I recently read Room by Emma Donoghue. I had read some pretty nice reviews of it, so had been wanting to get my hands on it for a while. I loved Room. It’s a beautiful novel which must be read in one go for maximum ‘effect’.
Jack, the narrator of the story, is a happy, loving, sometimes-tantrum-throwing, perfectly normal five year old who lives with his Ma in an eleven by eleven room. The circumstances of his life, though, are far from normal. He was fathered by his mother’s rapist-abductor, Old Nick, who has been holding her captive in this room since the past seven years. This room is all that Jack has ever seen of this world, but he doesn’t know what he is missing. This probably makes it a lot easier for him to be happy– and for Ma to remain sane. Ma is wise to have known this and to have told him that whatever he sees on TV is make-believe–not unlike Dora The Explorer which he is so fond of.
Apart from Ma, Jack shares Room with Bed, Chair, Table, TV, Fridge, Plant, Trashcan and so on. In the absence of the company of living beings, inanimate objects acquire a life of their own in the eyes of this five year old . Common nouns transform into proper nouns and are spelt with a capital letter–which is why the room is Room. Now anyone who has spent time with kids Jack’s age will know how attached they tend to be to whatever they think is theirs, so it is easy to relate to Jack’s almost-eerie fondness for the objects in the room, given the circumstances.
Old Nick is the only visitor Jack and Ma ever have.

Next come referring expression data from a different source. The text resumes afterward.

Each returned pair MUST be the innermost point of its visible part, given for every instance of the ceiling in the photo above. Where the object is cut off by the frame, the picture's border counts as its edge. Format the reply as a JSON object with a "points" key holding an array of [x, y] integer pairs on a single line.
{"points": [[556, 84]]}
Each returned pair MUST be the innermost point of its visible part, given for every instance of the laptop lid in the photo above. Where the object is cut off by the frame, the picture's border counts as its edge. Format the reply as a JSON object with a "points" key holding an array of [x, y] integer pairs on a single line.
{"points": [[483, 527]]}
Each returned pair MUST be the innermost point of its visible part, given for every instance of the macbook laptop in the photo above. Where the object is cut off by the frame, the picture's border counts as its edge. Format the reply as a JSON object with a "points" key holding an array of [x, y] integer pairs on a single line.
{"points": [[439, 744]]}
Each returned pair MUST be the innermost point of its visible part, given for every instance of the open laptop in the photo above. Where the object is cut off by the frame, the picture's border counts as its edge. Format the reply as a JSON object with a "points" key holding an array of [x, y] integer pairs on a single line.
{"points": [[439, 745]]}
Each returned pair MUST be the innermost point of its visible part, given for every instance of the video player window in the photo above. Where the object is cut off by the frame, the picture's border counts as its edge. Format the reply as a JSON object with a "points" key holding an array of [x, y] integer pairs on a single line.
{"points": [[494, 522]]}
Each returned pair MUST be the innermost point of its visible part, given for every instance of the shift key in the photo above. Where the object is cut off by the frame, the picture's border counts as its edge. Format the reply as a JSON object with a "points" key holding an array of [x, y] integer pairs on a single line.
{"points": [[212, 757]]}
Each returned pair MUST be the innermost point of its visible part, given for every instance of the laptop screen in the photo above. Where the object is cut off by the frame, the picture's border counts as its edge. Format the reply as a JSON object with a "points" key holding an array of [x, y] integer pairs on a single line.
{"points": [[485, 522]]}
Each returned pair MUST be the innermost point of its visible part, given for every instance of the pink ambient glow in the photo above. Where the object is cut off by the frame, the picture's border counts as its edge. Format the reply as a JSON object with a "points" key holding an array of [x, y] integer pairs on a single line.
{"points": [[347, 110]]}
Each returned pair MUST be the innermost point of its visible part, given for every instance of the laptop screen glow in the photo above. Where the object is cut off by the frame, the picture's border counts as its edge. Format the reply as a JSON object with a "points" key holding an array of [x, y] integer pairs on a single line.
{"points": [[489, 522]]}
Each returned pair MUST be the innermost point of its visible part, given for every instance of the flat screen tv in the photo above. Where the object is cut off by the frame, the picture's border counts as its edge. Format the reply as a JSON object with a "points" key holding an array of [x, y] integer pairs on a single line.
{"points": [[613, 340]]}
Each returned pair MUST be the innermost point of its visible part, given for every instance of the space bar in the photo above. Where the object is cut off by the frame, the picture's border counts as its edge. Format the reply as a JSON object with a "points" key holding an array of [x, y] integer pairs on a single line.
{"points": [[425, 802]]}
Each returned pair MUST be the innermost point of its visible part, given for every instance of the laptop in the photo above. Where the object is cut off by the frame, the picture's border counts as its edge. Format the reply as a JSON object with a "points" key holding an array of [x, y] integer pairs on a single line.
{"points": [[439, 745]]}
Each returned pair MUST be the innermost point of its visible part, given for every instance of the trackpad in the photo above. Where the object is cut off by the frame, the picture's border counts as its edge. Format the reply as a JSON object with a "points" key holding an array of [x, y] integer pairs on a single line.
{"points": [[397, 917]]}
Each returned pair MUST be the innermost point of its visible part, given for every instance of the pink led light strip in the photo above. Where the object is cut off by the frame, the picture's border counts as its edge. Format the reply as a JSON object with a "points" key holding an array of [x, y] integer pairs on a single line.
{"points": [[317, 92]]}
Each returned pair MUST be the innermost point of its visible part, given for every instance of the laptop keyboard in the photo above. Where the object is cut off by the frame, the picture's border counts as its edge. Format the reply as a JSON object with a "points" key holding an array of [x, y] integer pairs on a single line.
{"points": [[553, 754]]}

He visits often, mostly at night, to bring them provisions and to sleep with Ma. Ma keeps Jack safely out of sight–tucked into his blanket inside Wardrobe, actually– during the entire while Old Nick is in Room. Jack doesn’t know Old Nick is his father, but he does know that Old Nick is a bad man and that is why Ma keeps him hidden in his presence. Old Nick, thankfully, doesn’t seem to mind this at all.

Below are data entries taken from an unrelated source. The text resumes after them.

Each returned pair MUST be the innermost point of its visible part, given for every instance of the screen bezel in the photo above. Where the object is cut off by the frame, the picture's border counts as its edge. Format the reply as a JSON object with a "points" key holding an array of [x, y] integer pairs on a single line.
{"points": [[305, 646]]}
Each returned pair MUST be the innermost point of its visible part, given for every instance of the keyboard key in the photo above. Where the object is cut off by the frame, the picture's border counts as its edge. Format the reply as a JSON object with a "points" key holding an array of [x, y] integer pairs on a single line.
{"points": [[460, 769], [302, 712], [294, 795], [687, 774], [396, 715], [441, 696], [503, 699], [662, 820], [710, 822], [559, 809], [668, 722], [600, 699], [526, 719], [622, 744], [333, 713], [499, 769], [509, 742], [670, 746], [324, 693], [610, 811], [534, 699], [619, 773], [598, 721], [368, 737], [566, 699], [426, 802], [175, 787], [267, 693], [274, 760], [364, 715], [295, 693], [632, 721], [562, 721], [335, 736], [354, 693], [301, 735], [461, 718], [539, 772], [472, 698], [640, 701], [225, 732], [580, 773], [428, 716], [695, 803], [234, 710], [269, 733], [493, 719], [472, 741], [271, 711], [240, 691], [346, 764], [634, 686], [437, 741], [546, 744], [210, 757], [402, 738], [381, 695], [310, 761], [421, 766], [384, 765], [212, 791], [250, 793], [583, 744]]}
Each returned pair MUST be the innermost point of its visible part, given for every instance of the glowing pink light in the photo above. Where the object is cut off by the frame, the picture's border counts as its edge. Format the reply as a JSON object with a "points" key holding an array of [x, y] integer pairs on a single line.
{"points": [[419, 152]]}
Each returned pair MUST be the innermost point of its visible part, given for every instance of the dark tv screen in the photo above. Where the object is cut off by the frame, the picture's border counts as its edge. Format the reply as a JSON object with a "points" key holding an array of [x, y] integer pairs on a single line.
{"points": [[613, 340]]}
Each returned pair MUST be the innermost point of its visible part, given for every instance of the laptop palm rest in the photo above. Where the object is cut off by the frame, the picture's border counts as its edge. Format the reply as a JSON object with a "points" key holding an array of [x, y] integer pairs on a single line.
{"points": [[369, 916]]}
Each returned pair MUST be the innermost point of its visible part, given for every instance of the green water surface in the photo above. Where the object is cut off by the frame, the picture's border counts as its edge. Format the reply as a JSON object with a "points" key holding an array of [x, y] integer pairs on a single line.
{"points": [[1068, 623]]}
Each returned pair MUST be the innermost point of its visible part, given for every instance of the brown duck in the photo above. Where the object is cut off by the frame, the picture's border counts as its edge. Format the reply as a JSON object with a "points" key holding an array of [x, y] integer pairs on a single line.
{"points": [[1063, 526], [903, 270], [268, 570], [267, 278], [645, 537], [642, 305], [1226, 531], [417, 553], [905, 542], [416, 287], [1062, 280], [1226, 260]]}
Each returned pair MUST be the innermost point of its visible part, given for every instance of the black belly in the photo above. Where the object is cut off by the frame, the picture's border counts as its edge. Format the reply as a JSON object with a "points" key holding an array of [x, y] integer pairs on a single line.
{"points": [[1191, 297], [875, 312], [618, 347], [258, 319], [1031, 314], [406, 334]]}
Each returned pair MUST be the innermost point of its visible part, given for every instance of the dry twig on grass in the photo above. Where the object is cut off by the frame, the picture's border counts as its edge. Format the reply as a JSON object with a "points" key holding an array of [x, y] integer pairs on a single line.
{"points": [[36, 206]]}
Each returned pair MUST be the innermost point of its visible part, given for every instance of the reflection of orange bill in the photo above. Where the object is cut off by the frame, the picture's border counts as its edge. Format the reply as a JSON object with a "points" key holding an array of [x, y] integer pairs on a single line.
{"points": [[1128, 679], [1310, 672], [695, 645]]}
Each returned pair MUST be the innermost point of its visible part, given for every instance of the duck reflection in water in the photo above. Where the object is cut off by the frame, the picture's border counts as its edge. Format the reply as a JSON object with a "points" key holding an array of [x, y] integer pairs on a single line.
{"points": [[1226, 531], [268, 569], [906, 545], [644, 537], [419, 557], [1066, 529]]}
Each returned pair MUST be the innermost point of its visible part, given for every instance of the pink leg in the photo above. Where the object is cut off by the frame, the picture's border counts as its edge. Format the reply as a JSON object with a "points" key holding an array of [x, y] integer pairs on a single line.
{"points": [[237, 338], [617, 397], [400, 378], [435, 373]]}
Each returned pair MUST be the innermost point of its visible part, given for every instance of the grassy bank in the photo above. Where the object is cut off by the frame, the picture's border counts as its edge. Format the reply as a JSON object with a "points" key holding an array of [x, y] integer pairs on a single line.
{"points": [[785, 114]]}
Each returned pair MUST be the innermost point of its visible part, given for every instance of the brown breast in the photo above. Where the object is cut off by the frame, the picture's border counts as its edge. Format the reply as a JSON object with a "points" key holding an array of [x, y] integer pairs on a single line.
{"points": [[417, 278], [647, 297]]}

Jack has a keen eye. He notices everything innocently. He notices that every time Old Nick goes to bed, he creaks it repeatedly. Jack even keeps count of the creaks while remaining hidden in the wardrobe. He doesn’t know what the creaks mean but the reader is only too aware of the horror of the situation.
Ma is raising her son to the best of her (extraordinary) ability. She has home-schooled him with great facility and imagination. She makes sure both of them eat well, of course within the constraints of availability. She makes sure both of them get some exercise daily (which consists mostly of running in circles around the room and variations of it). Like any conscientious mother, she tightly limits Jack’s TV time. Mother and son play a number of imaginative games. They sing and they dance together. They manage to pass their time well–at least well enough for Jack. Jack is a perfectly happy and content kid.
But Ma is only human. She can only do so much. There are days when she is assailed by debilitating depression and cannot bring herself to get up from bed or utter a word. On such occasions, when Ma is ‘Gone’, Jack is left pretty much to his own devices until Ma ‘returns’. His innocence and matter-of-fact handling of the situation is poignant.
Eventually the duo do manage to escape (after a series of events that stretch credulity) to the world outside, where an entirely new set of challenges face them, more so for Jack, who must come to terms with a whole new world full of real people, learn whole new sets of skills and most of all, learn to share his Ma with others.
Despite the sombre storyline, Room does not weigh you down. It sparkles with the freshness of a five-year-old’s perspective, startles you and humbles you. A lovely read.